# C#



## GSquadron (Nov 30, 2011)

I made a program in C# yesterday and wanted to ask what programming language is GPU-Z
made? Also, if it is C++ than it is made in C# too


----------



## jagjitnatt (Nov 30, 2011)

Aleksander Dishnica said:


> I made a program in C# yesterday and wanted to ask what programming language is GPU-Z
> made? Also, if it is C++ than it is made in C# too



I think C++
It can be made in C# too but you won't get all the features. I don't think C# allows you to access the hardware directly. C# runs in a virtual machine.


----------



## GSquadron (Nov 30, 2011)

C# can only be ran on windows. But i was wondering
Also, why C# in the quote gets only 1 vertical line???


----------



## jagjitnatt (Nov 30, 2011)

Aleksander Dishnica said:


> C# can only be ran on windows. But i was wondering
> Also, why C# in the quote gets only 1 vertical line???



Really?? 
I don't think so


----------



## Solaris17 (Nov 30, 2011)

C# can be written using any OS.

# only has 1 line when quoted because the way the forums handle characters in quotes.


----------



## W1zzard (Nov 30, 2011)

gpuz is written in C++ with MFC, no .NET

i think you might be confusing C++ .NET (managed) with normal C++ (unmanaged)


----------



## FordGT90Concept (Nov 30, 2011)

But does GPU-Z do anything that requires unmanaged code?  There's ways to do unmanaged in C# including compiling with the /unsafe flag (allows C/C++ memory pointers to be used).


----------



## W1zzard (Nov 30, 2011)

FordGT90Concept said:


> But does GPU-Z do anything that requires unmanaged code?  There's ways to do unmanaged in C# including compiling with the /unsafe flag (allows C/C++ memory pointers to be used).

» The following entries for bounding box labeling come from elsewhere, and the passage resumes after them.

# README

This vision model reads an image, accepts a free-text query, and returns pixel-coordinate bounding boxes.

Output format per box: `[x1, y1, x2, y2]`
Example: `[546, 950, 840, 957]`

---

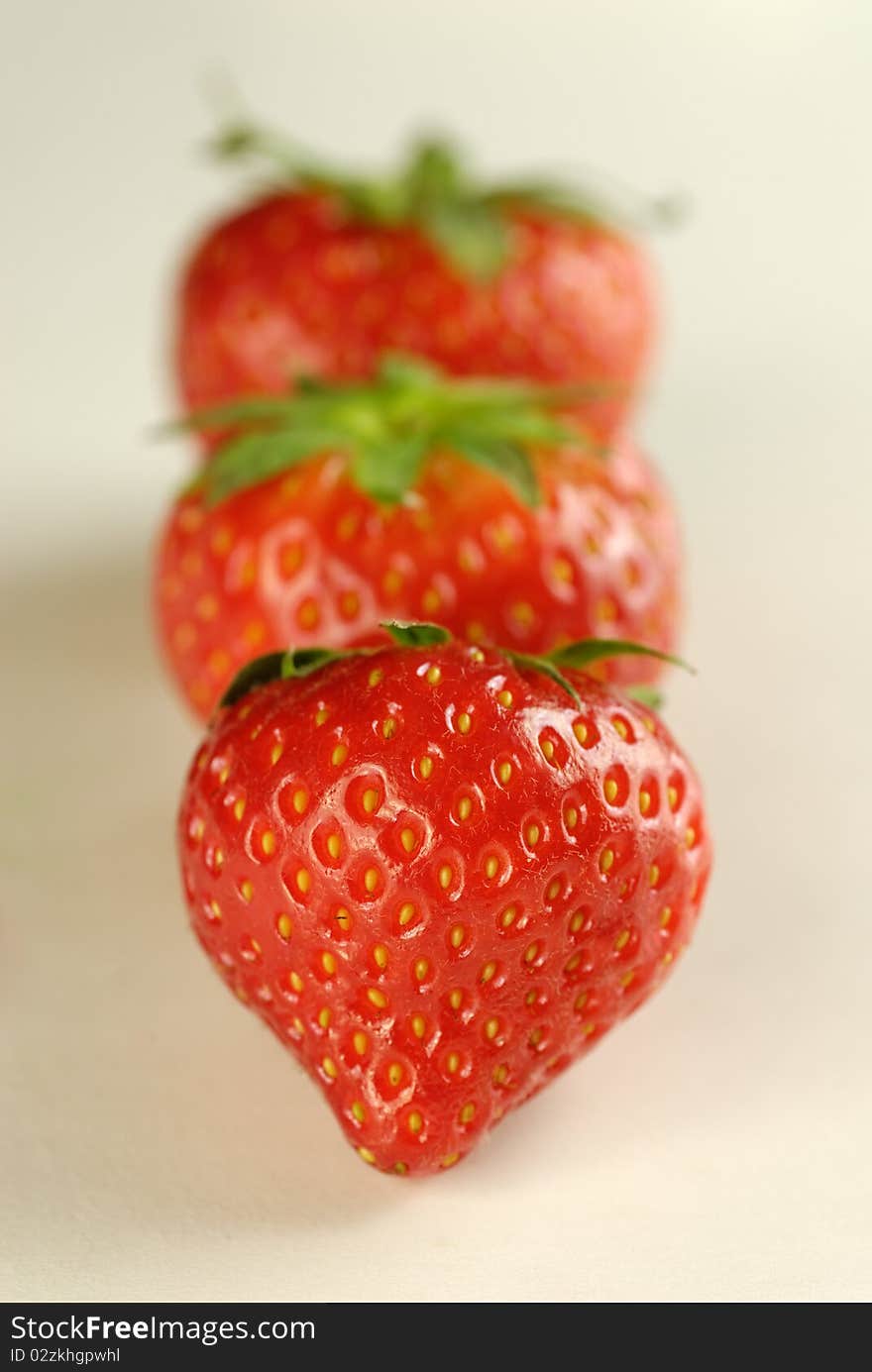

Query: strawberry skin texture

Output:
[178, 641, 711, 1175]
[154, 438, 680, 717]
[175, 193, 654, 438]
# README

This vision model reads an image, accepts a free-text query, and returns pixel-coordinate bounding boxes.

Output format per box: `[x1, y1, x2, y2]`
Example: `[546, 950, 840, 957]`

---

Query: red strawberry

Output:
[156, 363, 679, 716]
[175, 128, 664, 436]
[178, 626, 711, 1173]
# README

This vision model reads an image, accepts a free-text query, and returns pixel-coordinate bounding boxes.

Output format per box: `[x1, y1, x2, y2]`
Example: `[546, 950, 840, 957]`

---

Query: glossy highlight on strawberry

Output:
[174, 128, 655, 438]
[156, 361, 680, 717]
[178, 630, 711, 1175]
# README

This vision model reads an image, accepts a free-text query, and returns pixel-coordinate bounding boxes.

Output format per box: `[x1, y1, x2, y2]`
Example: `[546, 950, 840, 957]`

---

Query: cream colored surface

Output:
[0, 0, 872, 1301]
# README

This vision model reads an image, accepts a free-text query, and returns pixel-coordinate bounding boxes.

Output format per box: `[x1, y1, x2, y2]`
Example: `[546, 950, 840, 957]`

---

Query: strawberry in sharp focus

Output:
[175, 126, 667, 436]
[178, 626, 711, 1173]
[156, 360, 679, 716]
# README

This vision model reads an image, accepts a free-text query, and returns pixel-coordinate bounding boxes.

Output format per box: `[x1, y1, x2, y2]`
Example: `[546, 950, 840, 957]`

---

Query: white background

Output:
[0, 0, 872, 1301]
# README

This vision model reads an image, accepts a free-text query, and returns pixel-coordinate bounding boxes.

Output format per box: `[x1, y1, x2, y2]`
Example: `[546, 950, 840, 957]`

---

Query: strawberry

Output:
[178, 626, 711, 1175]
[156, 360, 679, 716]
[175, 126, 664, 436]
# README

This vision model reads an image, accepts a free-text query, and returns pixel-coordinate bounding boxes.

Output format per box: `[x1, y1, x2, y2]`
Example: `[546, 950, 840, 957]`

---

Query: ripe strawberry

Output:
[175, 128, 664, 436]
[156, 361, 679, 716]
[178, 626, 711, 1173]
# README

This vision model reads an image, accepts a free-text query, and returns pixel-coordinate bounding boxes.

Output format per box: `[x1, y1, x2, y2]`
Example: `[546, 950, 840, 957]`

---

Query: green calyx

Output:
[211, 121, 676, 280]
[221, 620, 694, 708]
[174, 357, 604, 506]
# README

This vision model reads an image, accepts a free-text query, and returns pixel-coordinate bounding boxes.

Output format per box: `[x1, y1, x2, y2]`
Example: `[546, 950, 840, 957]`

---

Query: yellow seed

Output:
[551, 557, 573, 581]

everything. it talks to a ton of public and private apis, talks to its own driver, and has its own driver running in kernel mode


----------



## FordGT90Concept (Nov 30, 2011)

That's what I thought.  C# can't do drivers but it could talk to a C/C++ driver using DLL Import calls.


----------



## CarletonSmith (Dec 9, 2011)

I think C++ but its also written in C++ with MFC, no .NET


----------



## Deleted member 3 (Dec 9, 2011)

Solaris17 said:


> C# can be written using any OS.



You can even write it on cave walls. You still need visual studio to compile though (not available in caves). Unless you want to use mono, but if you're writing for any platform but Windows, why use C# (or any .NET language) in the first place?


----------